Category: Azure

by Xesco Abad 2026-06-09

Delta Table Optimization in Fabric (Part II): ZORDER, partitionBy and clusterBy

Optimizing Delta tables in Microsoft Fabric inevitably comes down to choosing the right partitioning strategy. ZORDER, partitionBy and clusterBy are the three main tools at your disposal, and each one behaves very differently depending on your table’s query pattern.

In the first part we analyzed the structure of Delta tables and how it affects query performance. In this second installment we will look at the different partitioning and sorting strategies available in practice: OPTIMIZE ZORDER, partitionBy and clusterBy, with real execution times so you can compare which one best fits your use case.

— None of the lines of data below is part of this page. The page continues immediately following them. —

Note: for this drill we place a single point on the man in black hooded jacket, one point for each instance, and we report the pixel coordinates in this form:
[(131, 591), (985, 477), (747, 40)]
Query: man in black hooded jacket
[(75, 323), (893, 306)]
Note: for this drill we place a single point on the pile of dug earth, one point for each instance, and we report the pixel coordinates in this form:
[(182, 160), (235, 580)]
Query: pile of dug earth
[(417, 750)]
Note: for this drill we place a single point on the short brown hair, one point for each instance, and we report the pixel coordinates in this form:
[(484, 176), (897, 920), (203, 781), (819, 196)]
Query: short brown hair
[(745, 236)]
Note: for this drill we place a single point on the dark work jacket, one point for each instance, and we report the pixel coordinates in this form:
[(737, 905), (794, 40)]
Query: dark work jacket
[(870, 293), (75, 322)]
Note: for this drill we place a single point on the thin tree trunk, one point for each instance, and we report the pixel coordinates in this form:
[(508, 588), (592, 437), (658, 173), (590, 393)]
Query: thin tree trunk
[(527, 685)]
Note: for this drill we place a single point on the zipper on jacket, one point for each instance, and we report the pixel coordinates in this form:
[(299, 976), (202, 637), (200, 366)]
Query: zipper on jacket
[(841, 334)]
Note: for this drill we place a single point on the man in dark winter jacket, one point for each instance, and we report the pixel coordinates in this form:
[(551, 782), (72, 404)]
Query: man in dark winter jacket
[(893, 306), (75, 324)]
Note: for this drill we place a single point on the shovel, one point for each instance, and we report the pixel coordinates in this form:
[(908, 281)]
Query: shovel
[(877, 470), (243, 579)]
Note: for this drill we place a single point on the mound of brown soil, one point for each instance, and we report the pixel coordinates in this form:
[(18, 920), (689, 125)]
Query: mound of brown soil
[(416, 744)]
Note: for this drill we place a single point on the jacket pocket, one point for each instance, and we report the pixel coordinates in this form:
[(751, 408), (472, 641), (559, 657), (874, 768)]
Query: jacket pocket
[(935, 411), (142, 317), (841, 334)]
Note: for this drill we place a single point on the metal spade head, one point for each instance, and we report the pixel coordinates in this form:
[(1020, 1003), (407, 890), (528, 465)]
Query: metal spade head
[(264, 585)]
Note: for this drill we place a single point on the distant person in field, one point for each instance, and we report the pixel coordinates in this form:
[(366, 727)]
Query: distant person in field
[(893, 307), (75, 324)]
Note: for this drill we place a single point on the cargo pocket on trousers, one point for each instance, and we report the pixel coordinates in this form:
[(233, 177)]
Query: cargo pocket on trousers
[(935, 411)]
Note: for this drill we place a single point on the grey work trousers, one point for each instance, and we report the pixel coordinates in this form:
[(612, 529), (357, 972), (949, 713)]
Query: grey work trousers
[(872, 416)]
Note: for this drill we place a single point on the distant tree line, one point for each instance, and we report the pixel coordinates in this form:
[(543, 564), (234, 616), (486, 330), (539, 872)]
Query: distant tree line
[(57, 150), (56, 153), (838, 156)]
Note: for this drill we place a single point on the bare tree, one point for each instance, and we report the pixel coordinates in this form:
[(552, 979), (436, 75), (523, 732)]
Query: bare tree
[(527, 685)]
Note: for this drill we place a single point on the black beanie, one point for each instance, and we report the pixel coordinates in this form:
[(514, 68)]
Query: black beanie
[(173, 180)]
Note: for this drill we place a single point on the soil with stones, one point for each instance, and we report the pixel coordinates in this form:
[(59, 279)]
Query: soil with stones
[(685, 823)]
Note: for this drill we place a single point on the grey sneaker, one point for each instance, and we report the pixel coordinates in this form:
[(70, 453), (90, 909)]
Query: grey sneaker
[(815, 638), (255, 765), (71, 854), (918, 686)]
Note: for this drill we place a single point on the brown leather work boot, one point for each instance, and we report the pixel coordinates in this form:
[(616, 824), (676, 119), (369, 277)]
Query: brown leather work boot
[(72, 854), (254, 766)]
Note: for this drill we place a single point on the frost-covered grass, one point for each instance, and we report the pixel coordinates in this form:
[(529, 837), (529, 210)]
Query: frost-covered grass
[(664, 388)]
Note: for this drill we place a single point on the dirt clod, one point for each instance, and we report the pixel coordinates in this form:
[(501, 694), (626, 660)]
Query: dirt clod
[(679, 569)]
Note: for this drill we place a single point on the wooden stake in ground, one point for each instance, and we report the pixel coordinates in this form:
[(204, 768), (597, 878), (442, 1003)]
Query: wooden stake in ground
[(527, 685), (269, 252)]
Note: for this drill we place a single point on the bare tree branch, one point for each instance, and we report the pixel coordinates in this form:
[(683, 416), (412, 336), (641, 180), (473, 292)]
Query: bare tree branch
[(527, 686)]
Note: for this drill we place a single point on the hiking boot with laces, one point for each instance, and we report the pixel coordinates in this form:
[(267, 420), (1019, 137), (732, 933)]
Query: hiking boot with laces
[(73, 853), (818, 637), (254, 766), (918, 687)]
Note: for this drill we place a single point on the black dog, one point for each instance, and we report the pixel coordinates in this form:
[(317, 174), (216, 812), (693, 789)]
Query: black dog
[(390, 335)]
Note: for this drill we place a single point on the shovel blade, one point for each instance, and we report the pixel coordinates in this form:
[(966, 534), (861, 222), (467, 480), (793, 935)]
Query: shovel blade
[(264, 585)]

💡 If you haven’t read Pa r t 1 yet, we recommend doing so before continuing: it lays the groundwork needed to understand the results in this post.

1. OPTIMIZE ZORDER

OPTIMIZE ZORDER combines two operations in a single command:

OPTIMIZE compacts small files. If you have, for example, 10 files of 10 MB each, it will rewrite them into a single 100 MB file.
ZORDER sorts the data within those compacted files by the column you specify, so that related values end up physically close together in storage.

When we run the command, it returns the following information:

In our test, the execution deleted the original 16 Parquet files and compacted everything into 1 single file, applying ZORDER to it.

Result on the test query

Execution time worsened from 17.73 s to 61.28 s. This happens because the query was filtering by ProductID on the Product table, not on salesorderdetail_1000m — which is the table where ZORDER was applied. The sort order is not helping the filter predicate.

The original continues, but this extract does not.